The non-testing policy for babesia in donated blood is a stark contrast for the Food and Drug Administration's (FDA) highly conservative HIV policy, which not only tests (as it should) all donated blood samples for the HIV virus, but which also prohibits blood donations from any man who has had sex with another man within the past 12 months (yet has no similar prohibition against heterosexual men and women, regardless of the number of sex partners or whether those partners engaged in high-risk sexual activities).

[Transfusion-transmitted Babesia] TTB has become one of the most commonly reported transfusion-transmitted infections in the United States. Thus, there is an urgent need to develop sensitive and specific methods for screening for this pathogen or alternative methods for eliminating it from the blood supply.
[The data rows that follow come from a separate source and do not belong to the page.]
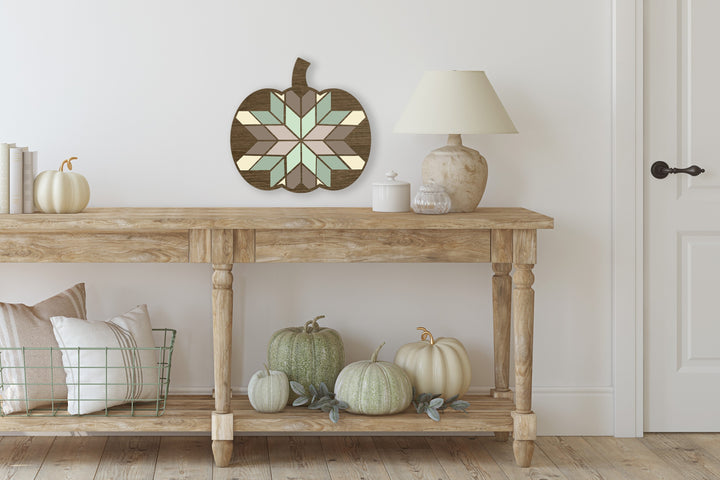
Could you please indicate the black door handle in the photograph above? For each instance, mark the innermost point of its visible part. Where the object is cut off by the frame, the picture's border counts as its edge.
(661, 170)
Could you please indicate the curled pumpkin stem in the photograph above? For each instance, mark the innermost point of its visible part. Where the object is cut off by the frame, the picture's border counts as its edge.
(426, 334)
(67, 162)
(373, 358)
(312, 325)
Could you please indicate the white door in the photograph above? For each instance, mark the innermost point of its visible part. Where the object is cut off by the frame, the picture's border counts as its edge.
(682, 216)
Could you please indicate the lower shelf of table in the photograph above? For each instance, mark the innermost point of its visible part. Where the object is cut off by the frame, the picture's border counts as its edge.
(193, 413)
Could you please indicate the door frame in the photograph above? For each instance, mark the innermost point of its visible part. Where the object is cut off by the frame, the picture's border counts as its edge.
(627, 216)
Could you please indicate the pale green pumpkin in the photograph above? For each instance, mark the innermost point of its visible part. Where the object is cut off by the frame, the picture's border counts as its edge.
(373, 387)
(308, 355)
(268, 390)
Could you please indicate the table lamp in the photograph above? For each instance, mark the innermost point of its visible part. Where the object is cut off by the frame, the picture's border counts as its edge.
(455, 103)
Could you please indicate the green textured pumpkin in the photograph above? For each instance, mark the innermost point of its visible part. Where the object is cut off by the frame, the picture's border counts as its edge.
(308, 355)
(374, 388)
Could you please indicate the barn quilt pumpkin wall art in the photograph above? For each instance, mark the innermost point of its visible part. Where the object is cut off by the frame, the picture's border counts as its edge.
(300, 139)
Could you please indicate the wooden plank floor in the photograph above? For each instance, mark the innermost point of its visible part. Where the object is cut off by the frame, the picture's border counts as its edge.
(657, 456)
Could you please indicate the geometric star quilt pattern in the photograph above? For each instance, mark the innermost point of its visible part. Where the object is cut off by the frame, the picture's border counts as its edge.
(300, 139)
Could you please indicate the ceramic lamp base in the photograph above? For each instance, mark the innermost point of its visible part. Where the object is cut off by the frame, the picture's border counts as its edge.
(461, 170)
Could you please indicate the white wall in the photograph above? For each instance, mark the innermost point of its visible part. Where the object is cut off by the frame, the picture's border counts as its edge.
(144, 94)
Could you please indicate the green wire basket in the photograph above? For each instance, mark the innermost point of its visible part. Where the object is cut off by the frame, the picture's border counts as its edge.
(55, 407)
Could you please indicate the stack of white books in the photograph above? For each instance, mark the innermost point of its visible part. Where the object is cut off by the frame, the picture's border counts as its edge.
(18, 169)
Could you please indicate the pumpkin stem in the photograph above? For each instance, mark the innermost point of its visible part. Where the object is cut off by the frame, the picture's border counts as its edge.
(314, 327)
(426, 334)
(373, 359)
(300, 73)
(67, 162)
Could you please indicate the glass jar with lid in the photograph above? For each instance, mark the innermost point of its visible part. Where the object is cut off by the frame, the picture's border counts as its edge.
(431, 199)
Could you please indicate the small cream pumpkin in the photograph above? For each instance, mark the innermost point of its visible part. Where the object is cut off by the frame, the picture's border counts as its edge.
(268, 390)
(61, 192)
(437, 365)
(374, 388)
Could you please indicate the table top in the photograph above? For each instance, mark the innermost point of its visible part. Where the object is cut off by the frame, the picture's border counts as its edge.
(322, 218)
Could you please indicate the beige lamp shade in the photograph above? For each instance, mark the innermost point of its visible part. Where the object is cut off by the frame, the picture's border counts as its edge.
(456, 101)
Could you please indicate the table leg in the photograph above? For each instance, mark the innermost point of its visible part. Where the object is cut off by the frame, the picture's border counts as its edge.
(502, 294)
(524, 422)
(222, 421)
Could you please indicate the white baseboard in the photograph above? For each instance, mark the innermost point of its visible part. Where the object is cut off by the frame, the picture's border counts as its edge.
(560, 410)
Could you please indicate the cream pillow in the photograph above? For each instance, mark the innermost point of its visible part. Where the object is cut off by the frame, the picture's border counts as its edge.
(98, 378)
(24, 326)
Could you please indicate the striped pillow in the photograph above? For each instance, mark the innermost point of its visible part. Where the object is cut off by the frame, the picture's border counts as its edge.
(98, 378)
(24, 326)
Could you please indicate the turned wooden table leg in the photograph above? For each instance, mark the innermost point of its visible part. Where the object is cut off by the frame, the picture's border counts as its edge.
(222, 417)
(524, 422)
(502, 295)
(222, 421)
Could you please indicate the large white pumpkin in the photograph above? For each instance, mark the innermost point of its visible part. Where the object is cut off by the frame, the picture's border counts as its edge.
(374, 388)
(437, 365)
(61, 192)
(268, 390)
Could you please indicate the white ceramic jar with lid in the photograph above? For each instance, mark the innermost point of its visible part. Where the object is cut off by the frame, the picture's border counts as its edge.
(391, 195)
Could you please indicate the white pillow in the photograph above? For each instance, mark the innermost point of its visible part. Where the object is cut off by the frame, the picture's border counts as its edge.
(99, 379)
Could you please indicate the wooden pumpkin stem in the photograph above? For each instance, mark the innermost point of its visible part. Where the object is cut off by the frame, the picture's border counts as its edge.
(312, 325)
(300, 73)
(373, 359)
(426, 334)
(67, 162)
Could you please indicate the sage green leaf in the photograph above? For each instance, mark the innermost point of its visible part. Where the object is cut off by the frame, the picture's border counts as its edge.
(297, 387)
(313, 390)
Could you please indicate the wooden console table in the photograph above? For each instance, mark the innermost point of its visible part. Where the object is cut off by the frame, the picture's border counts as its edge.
(505, 237)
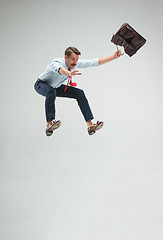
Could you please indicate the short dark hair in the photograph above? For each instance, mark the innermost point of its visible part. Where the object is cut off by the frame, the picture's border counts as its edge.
(69, 50)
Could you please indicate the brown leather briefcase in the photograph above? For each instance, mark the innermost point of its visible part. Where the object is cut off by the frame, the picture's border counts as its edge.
(128, 38)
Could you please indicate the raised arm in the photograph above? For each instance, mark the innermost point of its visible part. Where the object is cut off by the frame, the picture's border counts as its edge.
(116, 55)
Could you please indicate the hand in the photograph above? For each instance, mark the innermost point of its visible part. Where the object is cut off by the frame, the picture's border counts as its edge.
(75, 72)
(117, 54)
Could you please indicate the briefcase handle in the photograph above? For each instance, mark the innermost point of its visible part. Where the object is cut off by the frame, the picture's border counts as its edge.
(118, 49)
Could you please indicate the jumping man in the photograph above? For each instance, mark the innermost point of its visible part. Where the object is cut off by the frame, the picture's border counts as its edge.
(50, 85)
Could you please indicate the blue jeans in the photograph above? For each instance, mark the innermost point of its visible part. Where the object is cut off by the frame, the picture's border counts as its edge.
(51, 93)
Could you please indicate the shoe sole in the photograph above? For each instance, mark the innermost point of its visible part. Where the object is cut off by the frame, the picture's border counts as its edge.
(99, 126)
(56, 125)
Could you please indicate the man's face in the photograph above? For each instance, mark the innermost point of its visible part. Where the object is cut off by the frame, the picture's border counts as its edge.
(72, 60)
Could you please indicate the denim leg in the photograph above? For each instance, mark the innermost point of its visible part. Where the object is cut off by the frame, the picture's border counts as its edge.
(79, 95)
(49, 93)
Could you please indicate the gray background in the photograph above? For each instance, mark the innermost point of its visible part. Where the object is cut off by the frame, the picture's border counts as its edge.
(74, 186)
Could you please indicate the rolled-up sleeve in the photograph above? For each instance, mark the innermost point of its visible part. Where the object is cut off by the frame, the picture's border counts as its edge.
(82, 63)
(55, 66)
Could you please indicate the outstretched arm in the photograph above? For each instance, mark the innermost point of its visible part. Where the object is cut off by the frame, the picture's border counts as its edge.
(116, 55)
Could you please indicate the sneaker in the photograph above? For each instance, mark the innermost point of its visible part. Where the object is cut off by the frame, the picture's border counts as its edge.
(95, 127)
(54, 125)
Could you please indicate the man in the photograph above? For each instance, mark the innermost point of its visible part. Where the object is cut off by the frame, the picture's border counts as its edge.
(50, 84)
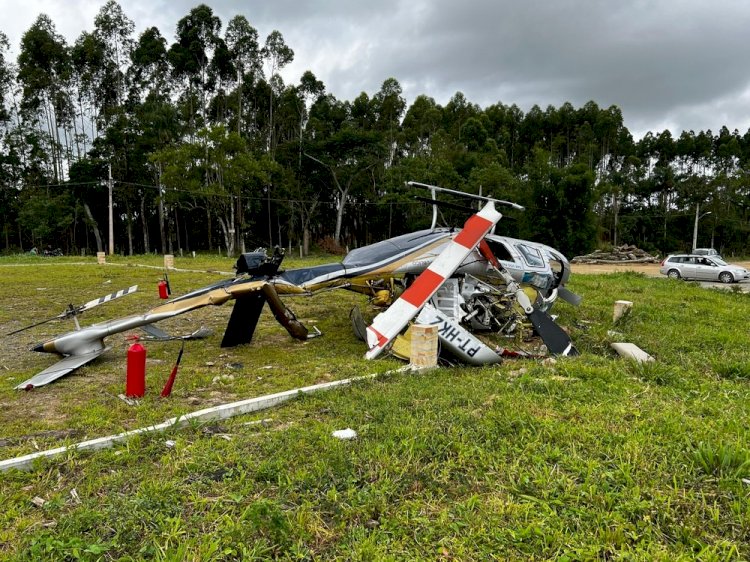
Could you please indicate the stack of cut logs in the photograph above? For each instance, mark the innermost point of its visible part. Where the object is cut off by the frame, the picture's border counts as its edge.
(625, 253)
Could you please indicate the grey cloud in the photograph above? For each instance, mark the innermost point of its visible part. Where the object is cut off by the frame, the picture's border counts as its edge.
(681, 65)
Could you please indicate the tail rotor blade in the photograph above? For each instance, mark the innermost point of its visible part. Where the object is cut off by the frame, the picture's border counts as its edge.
(107, 298)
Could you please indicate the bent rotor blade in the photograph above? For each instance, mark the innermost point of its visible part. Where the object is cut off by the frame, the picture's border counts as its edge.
(106, 298)
(553, 336)
(75, 310)
(157, 334)
(244, 319)
(60, 369)
(388, 324)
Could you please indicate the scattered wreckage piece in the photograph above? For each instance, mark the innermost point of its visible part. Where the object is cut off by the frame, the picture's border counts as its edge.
(492, 271)
(387, 325)
(74, 311)
(632, 351)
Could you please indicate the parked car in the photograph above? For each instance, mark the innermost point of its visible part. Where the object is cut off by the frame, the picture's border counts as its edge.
(702, 268)
(706, 252)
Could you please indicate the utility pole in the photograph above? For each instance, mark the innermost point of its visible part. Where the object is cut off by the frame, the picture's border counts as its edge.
(111, 214)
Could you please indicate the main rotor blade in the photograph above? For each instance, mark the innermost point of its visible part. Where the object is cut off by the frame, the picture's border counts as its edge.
(106, 298)
(463, 194)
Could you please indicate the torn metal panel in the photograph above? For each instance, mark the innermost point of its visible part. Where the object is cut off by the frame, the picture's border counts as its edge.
(631, 351)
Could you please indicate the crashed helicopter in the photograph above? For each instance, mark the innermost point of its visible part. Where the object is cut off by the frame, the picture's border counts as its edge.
(467, 281)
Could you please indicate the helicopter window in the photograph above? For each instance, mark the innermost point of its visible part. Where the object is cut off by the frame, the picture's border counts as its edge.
(500, 250)
(532, 256)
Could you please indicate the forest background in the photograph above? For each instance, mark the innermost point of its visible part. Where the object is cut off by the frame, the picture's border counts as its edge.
(205, 148)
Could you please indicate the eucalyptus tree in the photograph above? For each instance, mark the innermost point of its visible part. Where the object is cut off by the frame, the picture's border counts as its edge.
(114, 30)
(190, 56)
(421, 122)
(276, 54)
(389, 106)
(149, 68)
(241, 39)
(43, 72)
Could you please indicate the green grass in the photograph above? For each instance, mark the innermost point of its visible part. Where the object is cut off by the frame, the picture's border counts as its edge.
(591, 457)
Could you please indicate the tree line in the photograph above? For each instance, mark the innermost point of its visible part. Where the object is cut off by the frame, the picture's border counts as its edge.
(204, 147)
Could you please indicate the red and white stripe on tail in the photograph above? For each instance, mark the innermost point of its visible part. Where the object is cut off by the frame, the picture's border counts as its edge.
(387, 325)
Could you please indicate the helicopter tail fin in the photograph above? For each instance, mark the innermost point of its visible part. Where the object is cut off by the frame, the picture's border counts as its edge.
(244, 319)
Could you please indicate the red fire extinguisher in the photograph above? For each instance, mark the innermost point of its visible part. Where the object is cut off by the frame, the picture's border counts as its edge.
(163, 293)
(135, 383)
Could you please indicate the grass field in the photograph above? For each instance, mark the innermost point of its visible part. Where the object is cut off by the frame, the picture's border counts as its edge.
(592, 457)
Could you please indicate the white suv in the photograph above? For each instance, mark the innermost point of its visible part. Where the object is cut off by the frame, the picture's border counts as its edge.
(703, 268)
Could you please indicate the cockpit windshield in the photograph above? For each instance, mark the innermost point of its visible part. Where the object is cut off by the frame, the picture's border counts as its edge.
(532, 256)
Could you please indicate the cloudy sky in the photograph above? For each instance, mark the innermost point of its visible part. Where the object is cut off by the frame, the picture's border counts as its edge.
(668, 64)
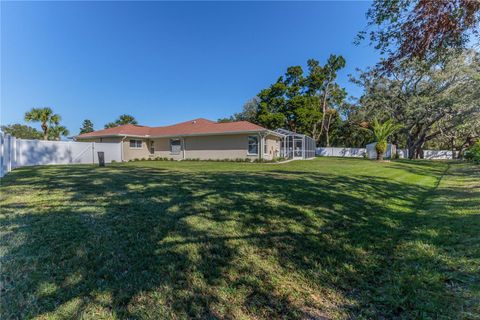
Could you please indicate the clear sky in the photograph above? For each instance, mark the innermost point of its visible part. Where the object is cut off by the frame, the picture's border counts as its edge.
(164, 62)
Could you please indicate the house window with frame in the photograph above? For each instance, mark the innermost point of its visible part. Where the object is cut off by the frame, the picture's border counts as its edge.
(252, 145)
(175, 146)
(135, 144)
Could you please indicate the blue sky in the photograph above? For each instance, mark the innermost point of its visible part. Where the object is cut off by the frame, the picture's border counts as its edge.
(164, 62)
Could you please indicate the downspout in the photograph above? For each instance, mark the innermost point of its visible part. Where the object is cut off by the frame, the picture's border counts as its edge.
(121, 148)
(183, 148)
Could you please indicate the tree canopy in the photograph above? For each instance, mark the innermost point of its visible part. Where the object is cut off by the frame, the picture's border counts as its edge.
(421, 29)
(22, 131)
(429, 100)
(46, 117)
(123, 119)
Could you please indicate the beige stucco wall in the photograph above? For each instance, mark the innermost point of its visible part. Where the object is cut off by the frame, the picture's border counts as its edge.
(218, 147)
(162, 149)
(202, 147)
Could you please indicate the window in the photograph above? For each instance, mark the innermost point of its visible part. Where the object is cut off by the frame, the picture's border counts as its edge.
(135, 144)
(152, 147)
(175, 146)
(252, 145)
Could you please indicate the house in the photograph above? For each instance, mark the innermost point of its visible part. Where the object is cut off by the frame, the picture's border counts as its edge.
(195, 139)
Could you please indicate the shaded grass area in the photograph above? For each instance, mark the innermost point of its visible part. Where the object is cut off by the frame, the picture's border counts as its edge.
(328, 238)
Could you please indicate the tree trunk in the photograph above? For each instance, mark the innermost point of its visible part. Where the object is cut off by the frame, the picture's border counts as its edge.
(327, 130)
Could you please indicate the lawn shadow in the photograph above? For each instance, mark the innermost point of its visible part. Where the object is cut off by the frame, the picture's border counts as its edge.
(136, 243)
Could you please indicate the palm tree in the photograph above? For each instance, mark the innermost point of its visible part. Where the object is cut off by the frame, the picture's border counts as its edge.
(55, 132)
(45, 116)
(381, 132)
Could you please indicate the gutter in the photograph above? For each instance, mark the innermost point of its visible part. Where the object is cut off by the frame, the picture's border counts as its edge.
(184, 135)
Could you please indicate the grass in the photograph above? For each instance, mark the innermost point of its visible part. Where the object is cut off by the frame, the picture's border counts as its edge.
(327, 238)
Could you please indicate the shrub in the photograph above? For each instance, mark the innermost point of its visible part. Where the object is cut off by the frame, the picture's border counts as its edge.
(473, 153)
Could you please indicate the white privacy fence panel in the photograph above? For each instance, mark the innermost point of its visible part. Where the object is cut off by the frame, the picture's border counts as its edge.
(20, 152)
(437, 154)
(341, 152)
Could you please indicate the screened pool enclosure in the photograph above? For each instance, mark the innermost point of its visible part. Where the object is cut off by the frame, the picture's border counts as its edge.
(295, 145)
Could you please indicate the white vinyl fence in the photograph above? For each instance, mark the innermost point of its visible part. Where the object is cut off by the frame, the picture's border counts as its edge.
(341, 152)
(15, 153)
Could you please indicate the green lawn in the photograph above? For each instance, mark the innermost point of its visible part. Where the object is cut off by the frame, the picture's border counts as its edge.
(327, 238)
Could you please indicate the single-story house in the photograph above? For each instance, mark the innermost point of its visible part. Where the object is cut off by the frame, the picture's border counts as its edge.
(195, 139)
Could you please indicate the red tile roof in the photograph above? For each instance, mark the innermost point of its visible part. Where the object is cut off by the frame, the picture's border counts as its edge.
(192, 127)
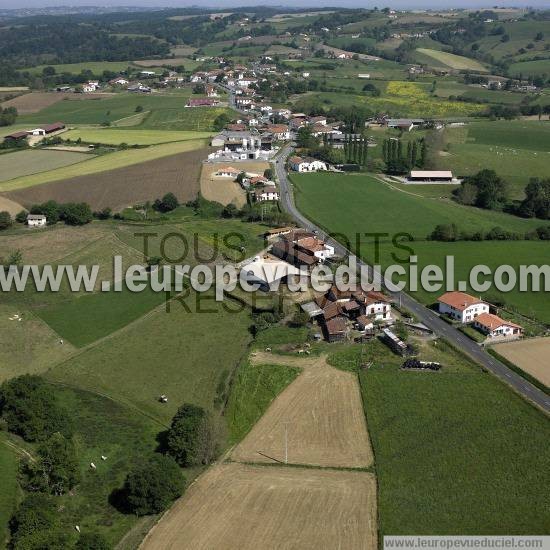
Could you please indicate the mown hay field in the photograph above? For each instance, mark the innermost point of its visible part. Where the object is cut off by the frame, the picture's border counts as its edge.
(249, 507)
(103, 163)
(115, 136)
(28, 162)
(122, 187)
(456, 451)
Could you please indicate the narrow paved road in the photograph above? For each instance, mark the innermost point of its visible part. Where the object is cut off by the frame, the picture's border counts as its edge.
(422, 313)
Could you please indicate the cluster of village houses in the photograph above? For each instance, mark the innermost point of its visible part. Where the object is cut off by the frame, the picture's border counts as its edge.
(358, 314)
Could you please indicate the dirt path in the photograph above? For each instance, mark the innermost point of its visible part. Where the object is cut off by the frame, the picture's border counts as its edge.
(237, 506)
(321, 413)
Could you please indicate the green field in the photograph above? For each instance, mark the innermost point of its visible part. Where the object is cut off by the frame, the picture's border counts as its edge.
(8, 481)
(26, 163)
(117, 136)
(253, 390)
(109, 109)
(452, 455)
(180, 353)
(110, 161)
(449, 60)
(362, 205)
A July 18, 2014 memo from American Association of Blood Banks President Dr. Graham Sher to AABB members cautioned that "TTB is the leading infectious cause of mortality (38%) in transfusion recipients as reported to the Food and Drug Administration (FDA)." The memo also notes that "of all the total cases reported, 77 percent were reported from 1999 to 2009, suggesting a rapid increase in frequency..." The memo encourages better screening for babesia, but observes that "no FDA-licensed testing method to reduce TTB incidence is available."

Recently, the Rhode Island Blood Center laid off 60 employees to cover the cost of screening blood for Babesia because of the prevalence of babesiosis in the New England region.